Welcome to season 5, episode 8 of the ALiEM Medical Education in Cases (MEdIC) series! Our team (Drs. Tamara McColl, Teresa Chan, Eve Purdy, John Eicken, Sarah Luckett-Gatopoulos, Alkarim Velji, and Brent Thoma) is pleased to welcome you to our online community of practice where we discuss the practice of academic medicine!
This month, we present a case of a senior resident who is overwhelmed when left to manage a busy department on a night shift while his attending physician is asleep in the back room. The resident debates whether to wake his attending and ask for help, as he worries this may be a sign of weakness or that he can’t “handle things” independently.
Check out the case and join the conversation in the comments section! We’d love to hear your thoughts on this important topic!

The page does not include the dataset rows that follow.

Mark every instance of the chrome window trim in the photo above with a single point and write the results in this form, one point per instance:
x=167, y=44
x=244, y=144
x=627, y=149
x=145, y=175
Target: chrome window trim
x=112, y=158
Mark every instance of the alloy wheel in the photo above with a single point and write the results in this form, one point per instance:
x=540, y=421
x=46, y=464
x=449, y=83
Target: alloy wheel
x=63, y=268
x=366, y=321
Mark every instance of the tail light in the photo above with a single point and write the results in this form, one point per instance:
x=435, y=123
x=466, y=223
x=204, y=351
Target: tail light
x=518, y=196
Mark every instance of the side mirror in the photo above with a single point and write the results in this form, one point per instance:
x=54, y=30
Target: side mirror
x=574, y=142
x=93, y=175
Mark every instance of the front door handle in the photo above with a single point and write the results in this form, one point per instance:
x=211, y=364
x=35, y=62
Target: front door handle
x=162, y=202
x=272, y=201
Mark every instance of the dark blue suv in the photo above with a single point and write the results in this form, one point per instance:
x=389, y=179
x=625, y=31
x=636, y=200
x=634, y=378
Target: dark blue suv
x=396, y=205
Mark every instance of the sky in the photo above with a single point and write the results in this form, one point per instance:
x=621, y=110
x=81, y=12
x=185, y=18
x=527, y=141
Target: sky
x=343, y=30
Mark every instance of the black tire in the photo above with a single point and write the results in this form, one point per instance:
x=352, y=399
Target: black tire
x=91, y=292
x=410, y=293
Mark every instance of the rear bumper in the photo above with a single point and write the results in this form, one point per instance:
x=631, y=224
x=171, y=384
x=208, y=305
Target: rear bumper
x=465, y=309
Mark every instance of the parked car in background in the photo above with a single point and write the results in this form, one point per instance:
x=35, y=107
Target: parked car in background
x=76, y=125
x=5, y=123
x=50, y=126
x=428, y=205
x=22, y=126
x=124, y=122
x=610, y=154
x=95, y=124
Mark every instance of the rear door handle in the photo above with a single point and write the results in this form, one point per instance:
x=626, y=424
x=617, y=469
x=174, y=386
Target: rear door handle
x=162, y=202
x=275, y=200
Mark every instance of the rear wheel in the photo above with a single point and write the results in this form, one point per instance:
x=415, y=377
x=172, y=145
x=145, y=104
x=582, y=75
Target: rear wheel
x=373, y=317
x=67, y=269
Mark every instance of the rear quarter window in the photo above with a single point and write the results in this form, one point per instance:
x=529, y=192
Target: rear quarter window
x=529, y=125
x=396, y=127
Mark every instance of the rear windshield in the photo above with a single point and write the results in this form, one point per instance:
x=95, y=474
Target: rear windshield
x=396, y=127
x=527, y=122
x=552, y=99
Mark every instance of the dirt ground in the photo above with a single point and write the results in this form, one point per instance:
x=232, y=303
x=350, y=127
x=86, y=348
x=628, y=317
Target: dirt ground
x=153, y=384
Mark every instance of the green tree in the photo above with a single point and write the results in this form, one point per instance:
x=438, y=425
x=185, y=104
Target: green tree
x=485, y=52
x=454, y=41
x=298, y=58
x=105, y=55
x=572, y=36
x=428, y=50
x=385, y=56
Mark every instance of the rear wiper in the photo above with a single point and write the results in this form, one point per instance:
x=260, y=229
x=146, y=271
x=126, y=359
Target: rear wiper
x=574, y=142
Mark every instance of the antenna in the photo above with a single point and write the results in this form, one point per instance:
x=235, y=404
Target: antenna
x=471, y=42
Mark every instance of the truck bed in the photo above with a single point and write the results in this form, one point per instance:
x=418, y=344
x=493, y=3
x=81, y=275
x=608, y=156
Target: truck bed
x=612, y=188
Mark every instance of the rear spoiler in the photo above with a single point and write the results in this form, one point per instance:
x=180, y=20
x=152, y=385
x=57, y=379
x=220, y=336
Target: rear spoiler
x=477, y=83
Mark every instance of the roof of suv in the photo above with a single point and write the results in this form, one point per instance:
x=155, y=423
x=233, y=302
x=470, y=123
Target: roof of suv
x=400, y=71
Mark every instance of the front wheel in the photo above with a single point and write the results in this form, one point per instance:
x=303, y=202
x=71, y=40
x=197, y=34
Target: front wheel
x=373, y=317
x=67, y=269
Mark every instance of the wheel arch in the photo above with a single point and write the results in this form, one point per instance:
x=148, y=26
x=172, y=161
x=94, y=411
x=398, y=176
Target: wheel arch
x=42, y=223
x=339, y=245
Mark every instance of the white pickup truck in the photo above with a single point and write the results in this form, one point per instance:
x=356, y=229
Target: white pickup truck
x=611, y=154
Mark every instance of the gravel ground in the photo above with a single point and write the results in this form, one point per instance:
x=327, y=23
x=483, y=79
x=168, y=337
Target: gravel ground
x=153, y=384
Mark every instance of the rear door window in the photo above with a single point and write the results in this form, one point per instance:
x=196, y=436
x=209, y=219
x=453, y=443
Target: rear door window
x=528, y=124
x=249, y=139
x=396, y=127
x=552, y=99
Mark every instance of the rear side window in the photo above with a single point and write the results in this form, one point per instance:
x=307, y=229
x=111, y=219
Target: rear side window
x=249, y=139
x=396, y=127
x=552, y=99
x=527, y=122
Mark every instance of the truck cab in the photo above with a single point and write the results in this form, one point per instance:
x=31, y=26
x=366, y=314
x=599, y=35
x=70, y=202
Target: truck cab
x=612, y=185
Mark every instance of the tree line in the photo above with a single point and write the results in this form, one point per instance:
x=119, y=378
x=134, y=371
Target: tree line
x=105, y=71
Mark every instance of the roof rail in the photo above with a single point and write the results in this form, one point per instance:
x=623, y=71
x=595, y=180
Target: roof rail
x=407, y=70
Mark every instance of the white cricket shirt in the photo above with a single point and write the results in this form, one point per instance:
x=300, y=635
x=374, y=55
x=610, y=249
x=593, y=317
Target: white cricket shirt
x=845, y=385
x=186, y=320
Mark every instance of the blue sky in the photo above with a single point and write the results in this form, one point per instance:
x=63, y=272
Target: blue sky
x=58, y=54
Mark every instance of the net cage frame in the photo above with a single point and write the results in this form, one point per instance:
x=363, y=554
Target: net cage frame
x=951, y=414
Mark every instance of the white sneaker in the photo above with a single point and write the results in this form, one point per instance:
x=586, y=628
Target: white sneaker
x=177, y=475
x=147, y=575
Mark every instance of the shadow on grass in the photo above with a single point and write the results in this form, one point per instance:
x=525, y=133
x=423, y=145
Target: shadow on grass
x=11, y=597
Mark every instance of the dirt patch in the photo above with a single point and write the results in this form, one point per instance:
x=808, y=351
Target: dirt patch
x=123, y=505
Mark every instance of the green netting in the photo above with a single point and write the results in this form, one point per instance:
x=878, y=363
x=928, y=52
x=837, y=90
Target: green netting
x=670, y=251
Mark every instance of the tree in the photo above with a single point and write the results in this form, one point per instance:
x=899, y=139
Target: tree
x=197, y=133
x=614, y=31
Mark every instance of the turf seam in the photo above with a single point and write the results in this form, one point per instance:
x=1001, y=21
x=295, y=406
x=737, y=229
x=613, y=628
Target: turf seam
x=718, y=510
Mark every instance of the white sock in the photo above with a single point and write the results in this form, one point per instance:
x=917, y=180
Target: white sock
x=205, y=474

The Case of the Overwhelmed Senior Resident
By Shahbaz Sayed, MD, FRCPC
It had been hours since Mark had seen his supervising attending on his overnight shift. Mark was a senior Emergency Medicine resident, and as such, was tasked with “running the department.” In addition to taking handover from the previous physician, dealing with acute resuscitations, and seeing new patients, Mark was also responsible for supervising the junior resident throughout the shift. While it was certainly not his first time ‘running the department’, Mark was finding tonight’s shift particularly taxing. Several sick complex patients had come in and required extra attention and the charts of patients waiting to be seen were piling up.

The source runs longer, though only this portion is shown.